If the caretaker is the one whose hands provide the closest experience of human contact, the one who really trains and socializes the child, the more salient mother, for whom the child's heart yearns, comes to seem rejecting and remote. Anger then taints this first love, and the child will have difficulty gaining a realistic image of its resented mother. The salient figure is not obliterated by the nanny; she holds her important place, but with her back turned, so to speak. A passage from Wharton's memoir quoted in the next chapter depicts her nanny and furry dog in the foreground of her family memories, her mother in the background with "all the dim, impersonal attributes of a Mother, without, as yet anything much more definite" (Backward Glance, 26).
Wharton regarded her nanny as a benevolent goddess who wrapped her in a cocoon of safety, but even good care proffered by a nursemaid is a commodity purchased by parents who renounce this role for themselves. Any nanny can be dismissed, and even if retained, she will depart eventually to care for other, younger children. When she leaves, the child feels abandoned, or, we might say, doubly abandoned, because the second loss amplifies the first. The child loses the illusion of what it never really possessed, an inviolable bond with its first beloved caretaker. The departure of a nanny seems a far more radical infidelity than the diversion of a mother's attention by a new baby; the nanny's total and seemingly willful disappearance must feel like a radical betrayal of love and trust.
Harry Hardin has studied the sequelae of early primary surrogate mothering in general and in the life of Sigmund Freud in particular. From his review of the scanty literature on the subject he concludes that those who experience nanny rearing tend to feel estranged from their birth mothers, that "surrogate mothering is synonymous with loss" and usually results in problems with intimacy:
Initially, introduction of a surrogate into the family may cause a severe disruption of the infant's relationship with his own mother; this occurrence may initiate the patient's life-long avoidance of further intimacy. Then, with rare exceptions, the infant inevitably, and often suddenly, loses the [surrogate] caretaker... In my view, no infant can be psychologically unscathed by such trauma which so often occurs during its vulnerable separation-individuation phase of development. Furthermore, "as a result of her alienation, the mother is rendered incapable of adapting to her infant's changing requirements when the surrogate leaves." Hardin adduces a case in which an infant perceived its return to the care of its natural mother as an adoption. Both mother and child, then, are altered by the introduction of an alternate primary care-taker.

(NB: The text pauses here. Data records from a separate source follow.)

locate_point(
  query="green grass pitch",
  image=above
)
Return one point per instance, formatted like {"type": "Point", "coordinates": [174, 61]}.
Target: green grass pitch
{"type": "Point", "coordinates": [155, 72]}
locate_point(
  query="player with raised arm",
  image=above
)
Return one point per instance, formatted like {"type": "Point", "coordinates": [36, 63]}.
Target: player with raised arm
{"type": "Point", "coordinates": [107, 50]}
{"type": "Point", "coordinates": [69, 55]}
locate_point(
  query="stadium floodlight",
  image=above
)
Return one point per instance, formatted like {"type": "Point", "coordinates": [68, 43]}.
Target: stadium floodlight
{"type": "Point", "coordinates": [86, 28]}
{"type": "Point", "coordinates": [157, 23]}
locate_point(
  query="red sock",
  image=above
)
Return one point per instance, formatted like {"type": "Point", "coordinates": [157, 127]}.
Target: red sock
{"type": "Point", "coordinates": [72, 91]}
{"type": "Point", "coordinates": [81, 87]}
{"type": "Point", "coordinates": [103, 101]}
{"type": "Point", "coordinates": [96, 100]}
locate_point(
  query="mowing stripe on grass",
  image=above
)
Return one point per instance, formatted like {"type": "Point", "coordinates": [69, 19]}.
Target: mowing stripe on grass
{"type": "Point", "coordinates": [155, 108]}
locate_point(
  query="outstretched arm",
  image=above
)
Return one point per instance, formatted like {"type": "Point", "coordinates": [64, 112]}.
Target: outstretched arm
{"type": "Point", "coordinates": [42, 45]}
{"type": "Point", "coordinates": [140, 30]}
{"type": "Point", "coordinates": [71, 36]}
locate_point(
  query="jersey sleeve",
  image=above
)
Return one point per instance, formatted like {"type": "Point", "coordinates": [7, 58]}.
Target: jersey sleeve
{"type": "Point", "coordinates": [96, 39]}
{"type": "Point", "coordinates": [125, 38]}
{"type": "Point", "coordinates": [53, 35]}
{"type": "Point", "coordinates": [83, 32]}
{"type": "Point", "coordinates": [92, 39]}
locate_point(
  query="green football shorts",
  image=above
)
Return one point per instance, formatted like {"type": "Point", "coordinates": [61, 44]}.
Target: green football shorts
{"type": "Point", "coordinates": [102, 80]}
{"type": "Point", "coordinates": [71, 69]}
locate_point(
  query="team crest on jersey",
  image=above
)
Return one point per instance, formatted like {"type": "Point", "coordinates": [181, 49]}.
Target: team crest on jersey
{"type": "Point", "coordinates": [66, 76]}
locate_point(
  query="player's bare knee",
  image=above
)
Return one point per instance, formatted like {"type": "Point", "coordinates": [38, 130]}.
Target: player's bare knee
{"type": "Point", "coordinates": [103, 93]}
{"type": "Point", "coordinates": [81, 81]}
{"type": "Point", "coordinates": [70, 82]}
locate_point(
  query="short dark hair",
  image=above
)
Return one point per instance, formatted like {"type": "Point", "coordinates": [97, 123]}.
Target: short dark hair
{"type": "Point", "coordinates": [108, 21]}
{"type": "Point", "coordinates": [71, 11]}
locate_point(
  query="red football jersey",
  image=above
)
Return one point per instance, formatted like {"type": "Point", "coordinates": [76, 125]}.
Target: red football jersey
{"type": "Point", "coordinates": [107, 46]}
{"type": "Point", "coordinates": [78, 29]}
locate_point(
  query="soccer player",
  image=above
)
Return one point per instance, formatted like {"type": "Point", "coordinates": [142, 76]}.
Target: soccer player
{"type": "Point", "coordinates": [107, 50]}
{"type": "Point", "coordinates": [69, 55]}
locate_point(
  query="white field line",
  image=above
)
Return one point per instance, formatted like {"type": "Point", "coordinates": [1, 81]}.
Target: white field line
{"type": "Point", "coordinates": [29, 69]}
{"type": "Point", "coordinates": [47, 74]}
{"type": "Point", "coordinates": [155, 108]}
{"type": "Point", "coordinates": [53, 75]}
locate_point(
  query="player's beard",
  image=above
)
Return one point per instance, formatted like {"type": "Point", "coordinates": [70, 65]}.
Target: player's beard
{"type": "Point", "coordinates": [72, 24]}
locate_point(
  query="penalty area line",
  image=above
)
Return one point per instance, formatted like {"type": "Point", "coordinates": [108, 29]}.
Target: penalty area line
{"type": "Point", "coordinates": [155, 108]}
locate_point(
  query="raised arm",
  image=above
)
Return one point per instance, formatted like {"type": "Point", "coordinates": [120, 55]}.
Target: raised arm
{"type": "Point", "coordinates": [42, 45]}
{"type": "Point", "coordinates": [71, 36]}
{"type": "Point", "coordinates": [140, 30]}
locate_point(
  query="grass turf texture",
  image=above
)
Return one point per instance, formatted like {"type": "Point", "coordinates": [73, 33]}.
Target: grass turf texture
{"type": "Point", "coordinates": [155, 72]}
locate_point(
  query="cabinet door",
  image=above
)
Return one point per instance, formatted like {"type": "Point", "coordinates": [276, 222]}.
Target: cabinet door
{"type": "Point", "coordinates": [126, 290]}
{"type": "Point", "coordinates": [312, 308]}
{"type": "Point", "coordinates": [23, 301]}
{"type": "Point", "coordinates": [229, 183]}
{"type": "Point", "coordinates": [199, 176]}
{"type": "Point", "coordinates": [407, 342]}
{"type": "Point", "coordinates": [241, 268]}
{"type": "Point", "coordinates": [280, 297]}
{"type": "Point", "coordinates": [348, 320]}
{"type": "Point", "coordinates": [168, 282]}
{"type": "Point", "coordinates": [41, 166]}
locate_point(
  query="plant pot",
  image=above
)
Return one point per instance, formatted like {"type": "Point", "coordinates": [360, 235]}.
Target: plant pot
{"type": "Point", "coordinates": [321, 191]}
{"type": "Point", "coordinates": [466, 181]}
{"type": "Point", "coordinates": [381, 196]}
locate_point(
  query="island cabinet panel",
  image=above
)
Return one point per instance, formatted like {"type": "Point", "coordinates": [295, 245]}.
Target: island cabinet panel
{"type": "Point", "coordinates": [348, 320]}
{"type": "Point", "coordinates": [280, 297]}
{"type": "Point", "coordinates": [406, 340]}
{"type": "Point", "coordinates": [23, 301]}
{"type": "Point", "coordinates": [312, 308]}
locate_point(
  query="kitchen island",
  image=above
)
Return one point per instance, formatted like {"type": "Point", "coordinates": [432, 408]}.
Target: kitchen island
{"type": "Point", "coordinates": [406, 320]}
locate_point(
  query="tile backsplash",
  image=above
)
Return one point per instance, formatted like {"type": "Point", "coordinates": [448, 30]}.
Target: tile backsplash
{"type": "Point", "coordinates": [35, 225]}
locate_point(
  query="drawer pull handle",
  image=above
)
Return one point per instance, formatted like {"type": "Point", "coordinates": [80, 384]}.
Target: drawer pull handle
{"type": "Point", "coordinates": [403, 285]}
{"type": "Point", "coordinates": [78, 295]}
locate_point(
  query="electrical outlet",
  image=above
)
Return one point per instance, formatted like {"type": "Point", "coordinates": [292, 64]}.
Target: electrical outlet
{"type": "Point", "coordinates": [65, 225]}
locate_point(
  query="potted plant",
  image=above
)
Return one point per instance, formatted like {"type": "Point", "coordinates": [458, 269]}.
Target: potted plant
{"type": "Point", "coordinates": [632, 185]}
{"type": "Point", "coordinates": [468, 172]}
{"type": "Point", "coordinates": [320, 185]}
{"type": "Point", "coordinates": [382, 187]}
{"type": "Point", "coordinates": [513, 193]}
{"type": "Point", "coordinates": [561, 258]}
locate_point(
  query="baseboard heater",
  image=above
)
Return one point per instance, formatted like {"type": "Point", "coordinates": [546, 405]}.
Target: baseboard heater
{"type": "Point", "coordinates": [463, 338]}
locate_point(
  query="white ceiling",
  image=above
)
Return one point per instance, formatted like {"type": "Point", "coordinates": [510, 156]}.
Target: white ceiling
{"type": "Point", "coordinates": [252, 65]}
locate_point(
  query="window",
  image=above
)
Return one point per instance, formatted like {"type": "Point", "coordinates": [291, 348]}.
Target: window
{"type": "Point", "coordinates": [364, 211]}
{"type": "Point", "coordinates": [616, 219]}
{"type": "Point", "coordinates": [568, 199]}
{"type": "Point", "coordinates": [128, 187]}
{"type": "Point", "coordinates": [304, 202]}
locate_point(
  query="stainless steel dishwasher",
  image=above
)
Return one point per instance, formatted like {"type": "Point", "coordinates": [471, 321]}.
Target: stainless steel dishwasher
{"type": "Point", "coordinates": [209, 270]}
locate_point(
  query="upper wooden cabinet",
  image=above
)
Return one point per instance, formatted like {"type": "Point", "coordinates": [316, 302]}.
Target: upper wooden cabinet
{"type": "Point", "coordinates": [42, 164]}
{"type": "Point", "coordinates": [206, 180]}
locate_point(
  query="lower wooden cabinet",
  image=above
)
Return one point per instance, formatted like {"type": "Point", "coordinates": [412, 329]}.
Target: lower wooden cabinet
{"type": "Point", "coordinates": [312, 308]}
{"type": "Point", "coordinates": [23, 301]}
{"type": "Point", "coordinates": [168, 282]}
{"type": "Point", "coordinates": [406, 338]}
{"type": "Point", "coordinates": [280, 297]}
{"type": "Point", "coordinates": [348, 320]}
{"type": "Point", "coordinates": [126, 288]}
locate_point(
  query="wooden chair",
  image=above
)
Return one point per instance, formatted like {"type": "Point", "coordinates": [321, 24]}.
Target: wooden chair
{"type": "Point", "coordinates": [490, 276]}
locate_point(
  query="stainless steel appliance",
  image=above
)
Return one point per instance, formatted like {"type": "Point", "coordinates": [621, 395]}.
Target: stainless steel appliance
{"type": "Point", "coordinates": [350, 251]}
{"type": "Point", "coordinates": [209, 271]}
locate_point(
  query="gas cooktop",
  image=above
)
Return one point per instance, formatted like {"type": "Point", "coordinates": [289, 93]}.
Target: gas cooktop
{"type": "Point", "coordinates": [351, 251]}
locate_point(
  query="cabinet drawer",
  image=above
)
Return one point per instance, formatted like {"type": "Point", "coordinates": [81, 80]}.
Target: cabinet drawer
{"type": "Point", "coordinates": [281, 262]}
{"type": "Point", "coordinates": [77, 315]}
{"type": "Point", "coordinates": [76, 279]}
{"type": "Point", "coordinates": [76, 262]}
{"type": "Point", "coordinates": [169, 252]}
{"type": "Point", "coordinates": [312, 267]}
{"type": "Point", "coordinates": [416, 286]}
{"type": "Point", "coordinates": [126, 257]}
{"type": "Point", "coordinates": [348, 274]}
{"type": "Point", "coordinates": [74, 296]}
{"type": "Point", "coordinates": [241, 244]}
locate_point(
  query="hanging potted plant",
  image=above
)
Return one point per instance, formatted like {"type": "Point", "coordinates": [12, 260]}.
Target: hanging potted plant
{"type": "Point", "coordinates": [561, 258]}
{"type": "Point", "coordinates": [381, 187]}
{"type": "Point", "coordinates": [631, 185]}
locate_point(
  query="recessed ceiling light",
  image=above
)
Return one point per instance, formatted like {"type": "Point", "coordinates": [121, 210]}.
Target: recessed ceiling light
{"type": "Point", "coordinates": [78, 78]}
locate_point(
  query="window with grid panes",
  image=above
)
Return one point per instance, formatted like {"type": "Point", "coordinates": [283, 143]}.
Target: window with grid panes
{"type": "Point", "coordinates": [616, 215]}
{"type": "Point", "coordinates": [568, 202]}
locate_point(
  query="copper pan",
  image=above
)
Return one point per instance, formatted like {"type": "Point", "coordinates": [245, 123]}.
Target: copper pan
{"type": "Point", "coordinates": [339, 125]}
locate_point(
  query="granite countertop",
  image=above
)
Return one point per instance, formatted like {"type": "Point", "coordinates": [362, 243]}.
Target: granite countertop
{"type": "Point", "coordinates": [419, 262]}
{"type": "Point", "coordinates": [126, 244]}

The infant's attachment to a nanny is likely to cause the mother to become jealous. Loss of importance to her child acts as a negative reinforcement, reducing her pleasure in being a mother and creating friction within the triad. Without positive reinforcement, she will be less effective in her role. What is basically hers alone, the thrill of being the most important person in the world to this tiny, totally dependent human being, goes to a stranger.